Buick is making a convertible again? News that General Motor’s conservative U.S. subsidiary was putting the top down for the first time in two decades made waves at the Detroit Auto Show.
But German observers had a different take on Buick’s “new” Cascada model: It was no different than the Cascada made by GM’s German unit Opel, which has been available in Europe for a year and a half.
Importing German engineering to revive Buick is part of GM boss Mary Barra’s plan to have 99 percent of the carmaker’s global production based on the same platforms by 2020.
“GM’s strategy is to build more cars with fewer platfroms to lower development costs,” she said.
The competition is already considerably further ahead in that regard. Germany’s Volkswagen, which was number two in the world last year by sales, directly ahead of General Motors, has already produced two million cars since 2012 on its MQB modular platform. That number is expected to rise to four million cars by 2016 and seven million by 2017.
Volkswagen subsidiary Audi is supplying another (MLB) platform, from which a number of models across the VW group are profiting.
The Cascada is the third Opel model to be sold under the Buick name, following the Insignia and the Astra, making half of the Buick models structurally identical to Opel’s German models.
The new Astra, which Opel will present in the fall, could make its way to the United States or China as a Buick.
The partnership initiated a year and a half ago has being well received by American drivers. Sales for Buick, often considered a car for senior citizens, rose 11.4 percent in 2014. And the drive to make Buick more European is just getting underway – the Opel factory in Poland will start producing the Cascada for the U.S. market next year.

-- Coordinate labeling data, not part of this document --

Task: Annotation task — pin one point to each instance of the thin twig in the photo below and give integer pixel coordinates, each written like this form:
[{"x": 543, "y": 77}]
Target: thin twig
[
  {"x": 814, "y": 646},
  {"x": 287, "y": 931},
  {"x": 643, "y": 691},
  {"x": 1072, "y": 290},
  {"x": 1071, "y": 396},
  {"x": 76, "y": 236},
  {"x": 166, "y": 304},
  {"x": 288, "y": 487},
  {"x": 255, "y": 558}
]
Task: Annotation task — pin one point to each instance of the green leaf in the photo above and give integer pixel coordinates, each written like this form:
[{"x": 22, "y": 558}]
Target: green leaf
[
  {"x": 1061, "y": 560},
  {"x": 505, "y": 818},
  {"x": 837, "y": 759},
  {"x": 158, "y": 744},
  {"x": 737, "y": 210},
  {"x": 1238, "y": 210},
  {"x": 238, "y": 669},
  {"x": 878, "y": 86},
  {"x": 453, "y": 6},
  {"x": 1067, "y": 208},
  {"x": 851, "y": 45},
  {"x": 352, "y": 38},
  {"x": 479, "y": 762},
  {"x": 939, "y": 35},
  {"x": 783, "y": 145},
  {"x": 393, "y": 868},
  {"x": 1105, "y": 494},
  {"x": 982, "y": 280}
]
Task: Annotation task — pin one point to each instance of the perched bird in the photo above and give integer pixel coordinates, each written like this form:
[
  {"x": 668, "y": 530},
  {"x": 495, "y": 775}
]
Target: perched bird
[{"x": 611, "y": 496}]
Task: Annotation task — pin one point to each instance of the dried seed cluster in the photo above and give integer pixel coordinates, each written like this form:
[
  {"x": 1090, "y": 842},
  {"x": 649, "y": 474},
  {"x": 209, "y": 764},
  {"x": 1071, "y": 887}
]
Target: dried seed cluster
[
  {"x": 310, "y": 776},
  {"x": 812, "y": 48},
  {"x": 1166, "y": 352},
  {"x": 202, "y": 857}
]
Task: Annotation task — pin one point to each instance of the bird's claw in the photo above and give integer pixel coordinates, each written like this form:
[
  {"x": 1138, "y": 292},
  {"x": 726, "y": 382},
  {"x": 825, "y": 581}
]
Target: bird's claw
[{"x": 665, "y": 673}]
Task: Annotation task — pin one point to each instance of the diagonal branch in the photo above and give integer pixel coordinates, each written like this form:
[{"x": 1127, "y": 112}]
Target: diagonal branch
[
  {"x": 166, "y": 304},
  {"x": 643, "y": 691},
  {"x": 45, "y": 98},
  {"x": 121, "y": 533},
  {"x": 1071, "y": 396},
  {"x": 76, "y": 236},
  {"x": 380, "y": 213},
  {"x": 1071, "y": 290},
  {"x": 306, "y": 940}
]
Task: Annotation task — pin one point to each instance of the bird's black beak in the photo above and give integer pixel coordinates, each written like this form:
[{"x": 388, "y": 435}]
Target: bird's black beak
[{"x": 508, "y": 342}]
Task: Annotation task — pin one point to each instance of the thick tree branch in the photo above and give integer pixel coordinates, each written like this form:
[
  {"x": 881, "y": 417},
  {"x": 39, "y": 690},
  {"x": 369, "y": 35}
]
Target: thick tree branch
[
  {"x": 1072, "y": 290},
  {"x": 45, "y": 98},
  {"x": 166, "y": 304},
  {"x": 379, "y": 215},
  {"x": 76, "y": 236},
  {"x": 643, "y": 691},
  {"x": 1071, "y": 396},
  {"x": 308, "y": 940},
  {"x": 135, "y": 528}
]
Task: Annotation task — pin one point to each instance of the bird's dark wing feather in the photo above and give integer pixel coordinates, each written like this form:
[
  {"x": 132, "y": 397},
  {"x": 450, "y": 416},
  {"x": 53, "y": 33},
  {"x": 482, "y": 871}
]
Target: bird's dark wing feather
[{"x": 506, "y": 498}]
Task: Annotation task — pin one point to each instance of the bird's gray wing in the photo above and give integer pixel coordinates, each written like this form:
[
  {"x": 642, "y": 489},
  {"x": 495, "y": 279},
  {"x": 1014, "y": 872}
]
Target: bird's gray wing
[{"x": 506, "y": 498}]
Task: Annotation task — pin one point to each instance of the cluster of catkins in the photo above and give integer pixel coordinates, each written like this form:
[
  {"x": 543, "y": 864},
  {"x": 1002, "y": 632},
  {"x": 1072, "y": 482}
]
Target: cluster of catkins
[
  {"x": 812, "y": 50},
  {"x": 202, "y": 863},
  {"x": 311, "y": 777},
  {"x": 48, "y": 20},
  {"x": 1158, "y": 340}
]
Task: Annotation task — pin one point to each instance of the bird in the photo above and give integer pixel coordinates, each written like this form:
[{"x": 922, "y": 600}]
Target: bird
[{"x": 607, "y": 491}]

Similarly, new variations of the top model Insignia will be launched “later this decade,” according to an official statement by Opel, and then will be sold as the Buick Regal in the United States. The Regal currently offered in North America is produced in Oshawa, Ontario.
In China, a modified version of the Opel Astra has been sold for years under the Buick brand name.
And the new Astra, which Opel is presenting in the fall, could eventually make its way as a Buick into the United States or China, according to sources in the industry. There are no official budget figures, and the GM subsidiaries don’t make their internal calculations public. But it is clear that it is worthwhile for Opel to have more spin-offs of its own models out there in the world.
The new Buick distribution channel means a big boost for Opel’s production. Between 5,000 and 15,000 Buick Cascadas could be sold per year, said Karl Brauer, an analyst at Kelley Blue Book. Even in the worst case that would translate to a doubling of the current number produced. And the potential for Opel’s Insignia and Astra models is much higher – the 750,000th Insignia rolled off the assembly line this week, seven years after its introduction.
Buick will not be the only GM subsidiary to sell Opels under another name in the future. This year, the first Astras, Insignias and Cascadas are to be sold in Australia under the Holden brand. Holden has the same problem as Toyota and Ford, in that production in Australia is hardly affordable because of the strength of the Australian dollar. All three of them want to cease production there by 2017.
At Opel, CEO Karl-Thomas Neumann is looking more at margins than at quantity when it comes to this project. Only high-horsepower cars will be sold in Australia. The German carmaker hasn’t forgotten the failure last time in Australia, when it failed to sell even 1,000 cars in its first six months, under the Opel brand name.
Selling them under Holden should be much easier, as the brand has more than 200 dealerships and a market share of more than 10 percent.